Senior Philip Jennings overcame significant depression and an addiction to drugs while in high school en route to a faith supported by personal inquiry.
Dealing with that separation has a lot to do with faith. For me, faith has been a small part of what I believe in the sense that I looked into what I believe about Christianity, and I've seen scientific evidence and from other people and scholars and experts (especially that first year I became a Christian), but Christianity says without faith it's impossible to praise God. It's as if you have a friendship, but if you never tell that person anything important, it doesn't really mean anything. You can spend a lot of time together, but without leaning on that relationship it doesn't mean anything, and the same is true of God. If God is a chair, and I never sit it in it, but I say I believe in the chair's ability to hold me, what does that matter?
God has blown me away. I have looked up to different people as I was growing up. They originally were people who were so far beyond the person I could ever be. They were incredible guys. And now I see myself, not necessarily walk in their footsteps but approach them. I've been able to get involved with a couple of the freshmen that live in Hillcrest Hall, and it's a joy to see how God is working in their lives.
A lot of people who meet me are surprised to hear my background. People know God when they see God work. And you only see God work when something is done that only God could do. Only God could do the things that He did. Only God could bridge the gap.
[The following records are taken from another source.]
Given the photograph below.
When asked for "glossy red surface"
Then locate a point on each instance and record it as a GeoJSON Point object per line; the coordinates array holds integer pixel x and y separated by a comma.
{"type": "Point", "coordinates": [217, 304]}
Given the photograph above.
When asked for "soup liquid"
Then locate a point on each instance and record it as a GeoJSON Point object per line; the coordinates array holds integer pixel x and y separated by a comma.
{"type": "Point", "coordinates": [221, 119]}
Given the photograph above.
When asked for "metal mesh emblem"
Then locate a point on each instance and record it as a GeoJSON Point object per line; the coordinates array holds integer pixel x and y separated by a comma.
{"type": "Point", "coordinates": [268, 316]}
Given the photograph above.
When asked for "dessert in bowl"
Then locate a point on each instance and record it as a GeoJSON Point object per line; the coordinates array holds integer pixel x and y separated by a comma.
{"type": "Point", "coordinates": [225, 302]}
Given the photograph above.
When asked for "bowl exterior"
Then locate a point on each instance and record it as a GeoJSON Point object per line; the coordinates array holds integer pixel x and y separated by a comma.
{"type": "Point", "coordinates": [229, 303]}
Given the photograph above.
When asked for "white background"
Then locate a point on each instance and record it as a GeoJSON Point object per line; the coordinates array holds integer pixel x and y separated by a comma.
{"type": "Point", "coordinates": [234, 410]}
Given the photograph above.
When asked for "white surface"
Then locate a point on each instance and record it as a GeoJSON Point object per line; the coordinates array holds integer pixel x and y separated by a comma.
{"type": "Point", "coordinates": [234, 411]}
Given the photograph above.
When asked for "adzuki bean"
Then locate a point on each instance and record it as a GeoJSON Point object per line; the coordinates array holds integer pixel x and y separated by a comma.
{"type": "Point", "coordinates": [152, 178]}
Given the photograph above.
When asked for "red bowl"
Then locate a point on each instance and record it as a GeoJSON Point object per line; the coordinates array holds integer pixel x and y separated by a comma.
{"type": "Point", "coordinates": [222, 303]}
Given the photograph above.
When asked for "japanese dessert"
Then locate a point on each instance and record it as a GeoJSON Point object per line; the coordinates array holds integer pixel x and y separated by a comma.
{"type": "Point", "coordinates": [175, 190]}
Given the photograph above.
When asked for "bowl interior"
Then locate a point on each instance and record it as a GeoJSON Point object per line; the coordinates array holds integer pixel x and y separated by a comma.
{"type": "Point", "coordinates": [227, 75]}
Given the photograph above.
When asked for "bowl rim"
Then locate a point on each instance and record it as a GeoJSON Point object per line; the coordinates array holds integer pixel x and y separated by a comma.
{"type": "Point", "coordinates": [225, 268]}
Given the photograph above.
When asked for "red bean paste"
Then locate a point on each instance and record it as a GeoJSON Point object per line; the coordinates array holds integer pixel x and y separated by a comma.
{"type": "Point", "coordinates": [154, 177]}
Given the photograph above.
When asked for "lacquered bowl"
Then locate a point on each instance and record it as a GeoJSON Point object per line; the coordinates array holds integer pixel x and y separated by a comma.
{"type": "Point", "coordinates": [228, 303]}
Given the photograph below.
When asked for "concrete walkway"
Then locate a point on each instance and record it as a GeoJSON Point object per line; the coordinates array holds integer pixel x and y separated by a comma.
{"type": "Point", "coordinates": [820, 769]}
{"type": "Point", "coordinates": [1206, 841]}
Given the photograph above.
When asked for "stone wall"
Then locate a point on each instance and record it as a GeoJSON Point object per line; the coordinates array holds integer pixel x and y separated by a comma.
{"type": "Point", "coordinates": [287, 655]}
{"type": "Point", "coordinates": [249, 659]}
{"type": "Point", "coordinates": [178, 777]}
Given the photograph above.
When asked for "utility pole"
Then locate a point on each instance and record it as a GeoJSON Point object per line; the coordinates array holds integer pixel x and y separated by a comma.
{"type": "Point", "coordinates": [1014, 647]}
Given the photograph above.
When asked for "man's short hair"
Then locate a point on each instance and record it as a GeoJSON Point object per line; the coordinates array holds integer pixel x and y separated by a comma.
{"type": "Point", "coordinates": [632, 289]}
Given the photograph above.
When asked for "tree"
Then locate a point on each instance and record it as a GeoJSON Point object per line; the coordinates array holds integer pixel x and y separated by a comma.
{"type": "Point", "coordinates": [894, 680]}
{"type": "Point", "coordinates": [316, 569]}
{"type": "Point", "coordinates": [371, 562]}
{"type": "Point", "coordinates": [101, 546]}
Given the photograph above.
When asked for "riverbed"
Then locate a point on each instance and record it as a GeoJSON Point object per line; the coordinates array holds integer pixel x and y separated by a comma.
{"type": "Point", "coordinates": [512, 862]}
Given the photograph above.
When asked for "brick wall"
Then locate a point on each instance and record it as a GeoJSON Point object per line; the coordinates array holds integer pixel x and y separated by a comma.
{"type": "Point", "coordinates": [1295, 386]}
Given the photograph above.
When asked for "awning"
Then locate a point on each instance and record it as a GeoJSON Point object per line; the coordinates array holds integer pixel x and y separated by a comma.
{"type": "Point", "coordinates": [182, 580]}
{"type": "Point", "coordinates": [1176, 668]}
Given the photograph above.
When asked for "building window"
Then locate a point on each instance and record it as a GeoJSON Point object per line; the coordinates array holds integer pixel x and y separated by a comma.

It's really frustrating when I go home because I have to pick up my dad from the bar. I can see the hurt as he comes home. I don't know what it is that drives him particularly, but it isn't for the good time anymore. It's consuming him. So being able to draw back on my own experience, I can love him more so in that state than I could before.
My joy comes from getting to know God and getting to share God with friends and not in a way that is about selling something, but in a way that has changed my life and revolutionized everything I've known.